By Dan Hinchen
The last two times I wrote for the Beehive (here and here) I spoke about the important interplay that goes on between the library staff and researchers. In both cases this interplay revolved around the parties sharing information about and exploring collections relevant to a particular topic. Recently, though, one of our regular researchers casually asked me whether I saw a collection of sketches and drawings with which he was working. Since I did not see them before, prior to returning the material to the stacks I decided to have a peek.
The first thing that I saw was a drawing I recognized immediately and which I remember seeing in a textbook in high school, showing an eyeball raised on long, spindly legs and wearing a top hat, striding through an unembellished countryside. The “transparent eyeball,” a facetious illustration of Ralph Waldo Emerson remains a popular image.
Christopher Pearse Cranch was a transcendentalist artist and poet. Born in 1813 in what is now Alexandria, VA, he eventually made his way to Boston to study divinity at Harvard in 1835. Though Cranch was never ordained, he served for a time as a missionary in New England and the Midwest. While at Harvard he became associated with the New England Transcendentalists. Through his life, Cranch published several volumes of poetry, served as an editor and contributor for James Freeman Clarke’s Western Messenger, wrote frequently for various periodicals, published a pair of children’s books, and did a blank verse translation of Virgil’s Aeneid. Despite all of this, it is his drawings for which he is most remembered, most of which were not published until they were rediscovered by F. DeWolfe Miller in 1951.
What struck me first as I looked through the drawings was how much his sketches called to mind images from other artists from very disparate times and places. The first thing conjured up by some of these drawings are the works of the 15th-16th century Dutch painter, Hieronymous Bosch, especially his famous triptych “The Last Judgement.”
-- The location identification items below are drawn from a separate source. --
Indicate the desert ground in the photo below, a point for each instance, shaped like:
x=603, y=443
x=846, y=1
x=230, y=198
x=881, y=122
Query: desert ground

Beyond this first impression I was intrigued by the breadth of styles that Cranch employed and delighted in the strange doodles he created. Some of them are funny and slightly satirical, others are repetitive depictions of people in profile. Many of these profiles, as well as some other creatures he drew, remind my very much of the style employed in the Beatles’ animated movie Yellow Submarine, especially the Victorian-esque profiles:
Another image I found, depicting a cloaked and somewhat shadowy figure, looks like it would be right at home in a collection of drawings by the Massachusetts illustrator Edward Gorey:
“Oh: Charly is my darling, my darling.”
Also present were little pieces of satire, sometimes aimed at specific people or situations, and some, like this one, aimed at Americans in general:
“Some of them beautiful Merry-kins.”
In addition the types of images you see here, Cranch also did some serialized cartoons that followed themes. One series of drawings was made up of imaginitive illustrations of lines from various works of Shakespeare. Another series of several images showed the “Miseries of Landscape Painters.”
“Miseries of Landscape Painters.
No 3.”
Despite all of the whimsy present in many of Cranch’s drawings, and despite the “misery” of the form, he also showed talent with landscape images:
While Cranch’s drawings are nothing new to many people, without a casual interaction with one of our researchers I might never have seen them in this way. This is just one more example of how important and how beneficial it is for us as librarians to interact with our researchers. What do you think about Cranch’s drawing?
Sources:
– Christopher P. Cranch drawings [graphic]
– Garraty, John A. and Mark C. Carnes, eds. 1999. American National Biography. New York: Oxford Univeristy Press.